Forum OpenACS Q&A: nsd aborts when restarted after apparently successful openACS installation

Hi ppl,

i have just installed aolserver, created my postgresql database as nobody, done createlang plpgsql mydbname as superuser, etc, got nsd (aolserver) running, gone through the openACS installation process, registering the admin user details etc and all looked completely successful. The tables were all created in the database, and there were no errors in my postgresql logfile, etc. The aolserver was shut down automatically and i was informed everything would be operational when i retsarted my aolserver.

Unfortunately, when i try to restart aolserver, with:

cd /usr/local/progs/aolserver
./bin/nsd -t /home/nobody/web/vorpal/vorpal.tcl -u nobody -g web

the server starts up, runs flat out for a while, then aborts completely.

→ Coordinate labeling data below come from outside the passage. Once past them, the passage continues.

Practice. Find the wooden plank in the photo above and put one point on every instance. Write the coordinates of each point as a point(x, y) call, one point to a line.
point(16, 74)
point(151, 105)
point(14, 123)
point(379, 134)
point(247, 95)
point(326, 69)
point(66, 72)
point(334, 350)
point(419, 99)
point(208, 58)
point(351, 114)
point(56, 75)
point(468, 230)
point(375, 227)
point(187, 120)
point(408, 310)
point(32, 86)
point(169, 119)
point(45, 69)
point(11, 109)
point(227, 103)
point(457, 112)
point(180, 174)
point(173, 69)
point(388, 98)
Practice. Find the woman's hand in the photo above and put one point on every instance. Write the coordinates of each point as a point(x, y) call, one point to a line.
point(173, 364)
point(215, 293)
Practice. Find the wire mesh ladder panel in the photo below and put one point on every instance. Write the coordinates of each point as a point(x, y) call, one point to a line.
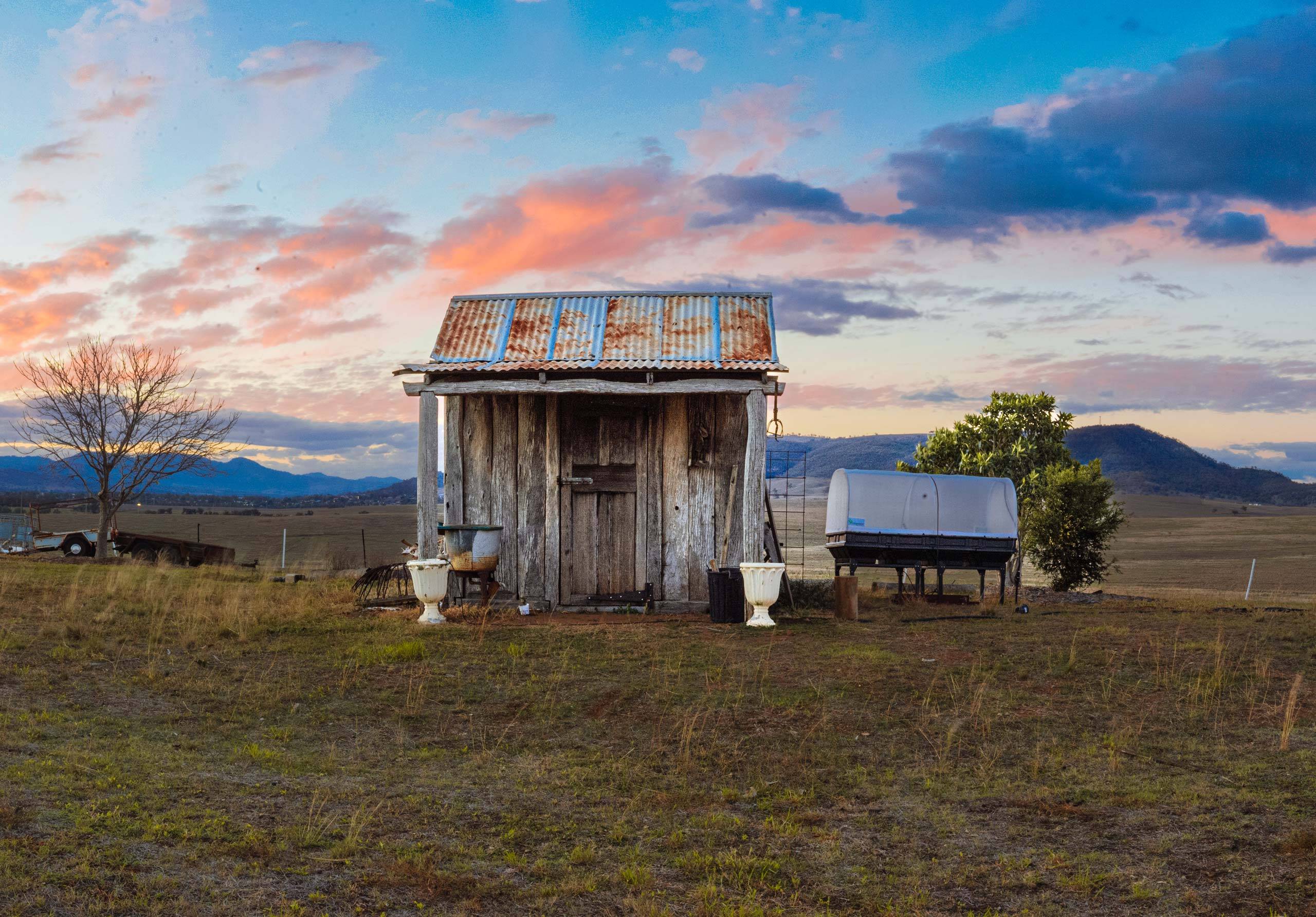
point(786, 479)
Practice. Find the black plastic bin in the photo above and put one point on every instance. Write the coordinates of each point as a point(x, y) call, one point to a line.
point(727, 596)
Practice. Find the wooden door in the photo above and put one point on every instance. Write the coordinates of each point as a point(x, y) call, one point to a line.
point(600, 443)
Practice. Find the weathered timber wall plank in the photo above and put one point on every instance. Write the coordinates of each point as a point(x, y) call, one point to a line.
point(675, 498)
point(652, 455)
point(490, 386)
point(581, 446)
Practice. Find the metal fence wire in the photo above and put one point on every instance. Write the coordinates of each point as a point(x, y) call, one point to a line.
point(788, 472)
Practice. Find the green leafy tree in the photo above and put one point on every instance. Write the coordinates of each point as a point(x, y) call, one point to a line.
point(1073, 524)
point(1019, 437)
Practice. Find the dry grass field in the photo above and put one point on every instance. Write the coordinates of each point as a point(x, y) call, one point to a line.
point(1172, 546)
point(318, 540)
point(203, 741)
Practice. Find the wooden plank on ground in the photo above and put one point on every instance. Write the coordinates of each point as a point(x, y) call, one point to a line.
point(617, 508)
point(427, 480)
point(453, 508)
point(552, 501)
point(702, 513)
point(478, 460)
point(752, 508)
point(503, 486)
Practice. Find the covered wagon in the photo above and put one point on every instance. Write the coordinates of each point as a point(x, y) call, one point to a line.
point(616, 438)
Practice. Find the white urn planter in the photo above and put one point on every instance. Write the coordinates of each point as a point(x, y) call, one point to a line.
point(429, 580)
point(762, 583)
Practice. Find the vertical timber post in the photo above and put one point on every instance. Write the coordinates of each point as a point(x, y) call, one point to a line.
point(756, 456)
point(427, 479)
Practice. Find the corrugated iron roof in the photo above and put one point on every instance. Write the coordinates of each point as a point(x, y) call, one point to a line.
point(628, 330)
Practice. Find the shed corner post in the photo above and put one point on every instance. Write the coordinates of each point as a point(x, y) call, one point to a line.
point(756, 461)
point(427, 479)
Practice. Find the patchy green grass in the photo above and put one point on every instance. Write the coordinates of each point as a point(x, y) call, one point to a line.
point(196, 741)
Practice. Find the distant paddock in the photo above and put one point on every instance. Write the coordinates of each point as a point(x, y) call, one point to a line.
point(1171, 545)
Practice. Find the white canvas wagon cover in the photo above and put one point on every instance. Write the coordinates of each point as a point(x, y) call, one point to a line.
point(902, 504)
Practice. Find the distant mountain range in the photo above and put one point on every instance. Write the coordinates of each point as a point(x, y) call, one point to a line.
point(237, 477)
point(1139, 460)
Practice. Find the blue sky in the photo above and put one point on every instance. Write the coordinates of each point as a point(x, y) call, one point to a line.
point(1108, 201)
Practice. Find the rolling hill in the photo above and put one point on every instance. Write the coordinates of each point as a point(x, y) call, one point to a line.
point(1143, 461)
point(1139, 460)
point(237, 477)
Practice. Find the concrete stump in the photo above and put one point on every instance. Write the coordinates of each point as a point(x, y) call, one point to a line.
point(845, 592)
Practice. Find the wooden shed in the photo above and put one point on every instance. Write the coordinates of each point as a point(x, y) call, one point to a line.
point(605, 433)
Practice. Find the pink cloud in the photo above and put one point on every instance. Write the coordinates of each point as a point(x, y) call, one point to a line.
point(61, 151)
point(151, 11)
point(687, 58)
point(118, 106)
point(98, 257)
point(504, 125)
point(307, 61)
point(1138, 381)
point(37, 196)
point(745, 131)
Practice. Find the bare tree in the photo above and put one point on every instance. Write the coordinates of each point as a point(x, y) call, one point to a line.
point(120, 418)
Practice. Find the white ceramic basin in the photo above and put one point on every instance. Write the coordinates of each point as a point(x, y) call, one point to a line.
point(762, 583)
point(429, 580)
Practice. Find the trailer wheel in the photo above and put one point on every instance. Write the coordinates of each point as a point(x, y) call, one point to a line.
point(77, 547)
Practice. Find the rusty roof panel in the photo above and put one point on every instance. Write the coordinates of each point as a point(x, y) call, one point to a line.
point(628, 330)
point(471, 330)
point(532, 325)
point(635, 329)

Examining the error it says all the modules are loaded successfuly including nsxml etc

There is this warning:

[09/Mar/2003:01:54:31][9418.1024][-main-] Warning: apm_boostrap_load_file skipping /home/nobody/web/vorpal/packages/acs-tcl/tcl/tcl-documentation-tests.tcl because it isn't either a -procs.tcl or -init.tcl file

There are also a lot of the messages as shown below:

[09/Mar/2003:00:53:41][7212.4101][-conn1-] Notice: /home/nobody/web/vorpal/packages/wp-slim/wp-slim.info
NOTICE:  identifier "apm_package_version__version_name_greater" will be truncated to "apm_package_version__version_na"
NOTICE:  identifier "apm_package_version__sortable_version_name" will be truncated to "apm_package_version__sortable_v"

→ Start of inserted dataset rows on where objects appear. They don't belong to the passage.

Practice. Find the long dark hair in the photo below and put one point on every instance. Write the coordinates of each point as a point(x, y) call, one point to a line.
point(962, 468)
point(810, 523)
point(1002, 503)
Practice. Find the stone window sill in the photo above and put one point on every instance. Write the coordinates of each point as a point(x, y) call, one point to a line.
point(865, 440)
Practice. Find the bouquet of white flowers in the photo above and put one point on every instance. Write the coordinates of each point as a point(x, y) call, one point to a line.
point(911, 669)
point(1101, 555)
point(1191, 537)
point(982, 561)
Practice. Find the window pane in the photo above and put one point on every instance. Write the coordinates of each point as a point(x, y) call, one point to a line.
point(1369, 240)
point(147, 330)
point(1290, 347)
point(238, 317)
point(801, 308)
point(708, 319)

But besides that everything seems to go well, until

[09/Mar/2003:01:54:44][9418.1024][-main-] Debug: Loaded packages/acs-content-repository/tcl/acs-content-repository-init.tcl.
[09/Mar/2003:01:54:44][9418.1024][-main-] Debug: Loading packages/acs-mail/tcl/acs-mail-init.tcl...
[09/Mar/2003:01:54:44][9418.1024][-main-] Notice: Scheduling proc acs_mail_process_queue
[09/Mar/2003:01:54:44][9418.1024][-main-] Notice: acs-mail: ns_uuencode works!!
Aborted

The end of my postgresql log shows that everything was going great until nsd aborted...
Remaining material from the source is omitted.